作者: E介俗人 | 来源:发表于2020-12-30 22:16 被阅读0次

    致2020

    ——水滴不让,大海乃大。

    文:E介俗人

    若真要的寻找数个词语来形容这不平凡的一年,我会选择:复杂与简单。

    当然,这是对反义词,为我们带来了两种截然不同的表达。此时此刻,当我们再次回望整个2020,世界发生了太多变化。更不用说那俞况加深的分化与鸿沟把这个世界的每个角落都撕得粉碎。富有与贫穷,健康与疾病,高端与低廉。这个世界是如此的复杂,如此的黑白二分。我们再也不能看清楚真相,甚至无法得到明天的太阳。

    这个世界需要被治愈。

    那我们,还好吗?整个2020年,我听到最多的,莫过于失业,物价上涨;生活的艰难与对各种不顺的抗争。似乎这些就是串联了整年的关键词。我从未意识到会这般的痛苦。

    我们亦需要被治愈。

    同时,我也经受了需要重大的转变。还好,生理上并无不适,一切健康。但是,我能轻易的触摸到我那焦灼的内心,还有那仅剩的余温。我的心曾是一部调皮的机器,能不用吹灰之力便能觉察内心那甚至是一丝丝的波动。它很冷,但有时又过热,且不知道为什么它会把我逼得更加仇恨“自己”。

    我何尝不愿理性思考,做一个清醒的人。

    当然有时会变得毫无耐心。每遇不顺或看到别人的成功,总找各路借口,总把事情简单归根于人家优点。这些于我而言,如火辣的脸上更被抽刮。我“成功的”跑进了一条看不到终点的陌路。

    想快速走到2020年的终点。

    事实上,我们所遇之事,简单而言,只是为了一个目标而已——生存,然后活的更好。2021年会是一个崭新之年。我们仍对这个世界抱有希望,激情与勇气。这个世界终将会把方向转向一个更光明且更少风浪的地方。同时,我亦会在身体上和心理上更加的健全和强大。“焦虑”会伴随着我们一路前行,请不用担心。

    在2020年最后的一天,我希望我们都能找到通往更好生活的道路。

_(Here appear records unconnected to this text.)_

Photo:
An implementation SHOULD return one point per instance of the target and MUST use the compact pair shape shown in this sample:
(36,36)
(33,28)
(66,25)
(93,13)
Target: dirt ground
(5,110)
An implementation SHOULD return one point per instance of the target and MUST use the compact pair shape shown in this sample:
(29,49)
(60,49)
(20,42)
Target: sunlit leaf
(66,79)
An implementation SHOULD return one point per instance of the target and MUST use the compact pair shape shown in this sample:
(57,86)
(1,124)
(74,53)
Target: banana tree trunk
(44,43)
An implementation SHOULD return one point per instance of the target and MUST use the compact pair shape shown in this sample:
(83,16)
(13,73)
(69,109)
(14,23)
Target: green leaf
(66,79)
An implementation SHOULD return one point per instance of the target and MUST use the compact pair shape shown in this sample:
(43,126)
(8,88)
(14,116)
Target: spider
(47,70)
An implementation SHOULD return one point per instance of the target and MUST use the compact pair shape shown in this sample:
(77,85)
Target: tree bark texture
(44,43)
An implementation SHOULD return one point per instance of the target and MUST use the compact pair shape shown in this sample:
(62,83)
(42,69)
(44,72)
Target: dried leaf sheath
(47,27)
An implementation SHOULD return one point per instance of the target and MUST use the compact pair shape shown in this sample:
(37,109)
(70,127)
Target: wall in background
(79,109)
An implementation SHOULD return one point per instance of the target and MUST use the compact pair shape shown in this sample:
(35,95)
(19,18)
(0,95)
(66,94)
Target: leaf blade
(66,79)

凡是过往,就让它留在往日。把过往,变成一滴水,融入无边的大海,便能释怀。海之伟大,能含所有与它不同的水滴。海之宽厚,是百岁人生的我们的最终归宿。

    期待2021。

    TO 2020:

    --A small drop could be an ocean.

    If I have to find out some words to properly describe this remarkable year, that would be Complex & Simple.

    Yes, they are antonyms and convey two exactly opposite meanings. From this moment, when we peer at the whole of 2020, such enormous changes happened in this world. Not to mention the deep split which wedged into the everywhere, poor and rich, healthy and ill, top-notch and cheap, etc. Complex as it is, we can't figure out the truth, even the sunrise of tomorrow.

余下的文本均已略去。